Suppose that there exists some $B \in \mathbb{N}$ such that $G$ does not contain a clique of size $B$.
Does $G$ necessarily have a proper coloring which uses only a finite number of colors?
Apart of the specific Mycielski-like construction from the article in Dominic's answer, we may take the universal triangle free-graph, which satisfies the following conditions:
(i) $G$ has countable number of vertices;
(ii) $G$ does not contain triangles;
(iii) for any finite set $V_0$ of vertices of $G$ and any independent subset $V_1\subset V_0$ there exists a vertex $u\notin V_0$ in $G$ such that $N(u)\cap V_0=V_1$. Here $N(u)$ denotes, as usual, the set of neighbours of $u$.
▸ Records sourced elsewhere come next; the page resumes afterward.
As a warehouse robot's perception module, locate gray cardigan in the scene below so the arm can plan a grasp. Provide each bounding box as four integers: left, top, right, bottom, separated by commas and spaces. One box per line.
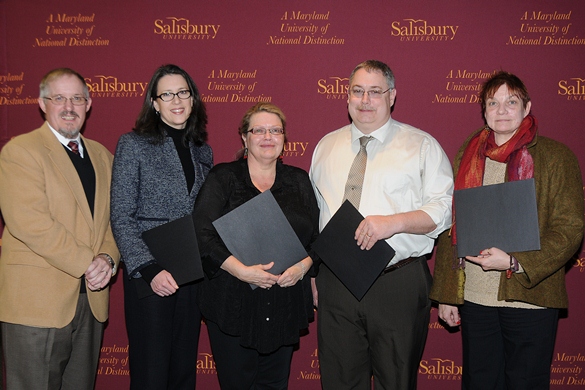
110, 132, 213, 278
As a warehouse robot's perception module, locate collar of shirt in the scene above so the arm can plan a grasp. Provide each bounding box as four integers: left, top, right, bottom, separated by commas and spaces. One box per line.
47, 122, 84, 157
351, 118, 394, 144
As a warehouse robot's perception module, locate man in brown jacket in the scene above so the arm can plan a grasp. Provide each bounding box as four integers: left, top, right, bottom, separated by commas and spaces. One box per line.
0, 68, 119, 390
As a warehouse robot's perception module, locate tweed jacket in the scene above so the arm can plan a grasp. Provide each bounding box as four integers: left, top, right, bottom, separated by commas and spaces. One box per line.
430, 129, 583, 308
111, 132, 213, 278
0, 123, 119, 328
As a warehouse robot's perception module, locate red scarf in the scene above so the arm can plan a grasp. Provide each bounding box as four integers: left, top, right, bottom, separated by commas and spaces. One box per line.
451, 115, 538, 253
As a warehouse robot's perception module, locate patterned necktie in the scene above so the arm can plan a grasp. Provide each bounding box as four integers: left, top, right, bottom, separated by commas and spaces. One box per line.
67, 141, 79, 156
343, 136, 372, 209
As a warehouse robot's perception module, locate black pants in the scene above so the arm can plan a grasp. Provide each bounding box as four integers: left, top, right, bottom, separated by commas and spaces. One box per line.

It is easy to achieve this by inductive procedure, and also it is easy to check that this graph is highly transitive (any partial isomorphisms between finite subgraphs may be extended to a genuine automorphism of the whole $G$). Also $G$ contains all finite triangle-free graphs (the vertices of such a graph may be constructed consequentially). Thus $G$ has infinite chromatic number, since the finite triangle-free subgraphs may have arbitrarily large chromatic number.
No - there are triangle-free, vertex transitive graphs of infinite chromatic number, see for instance this article.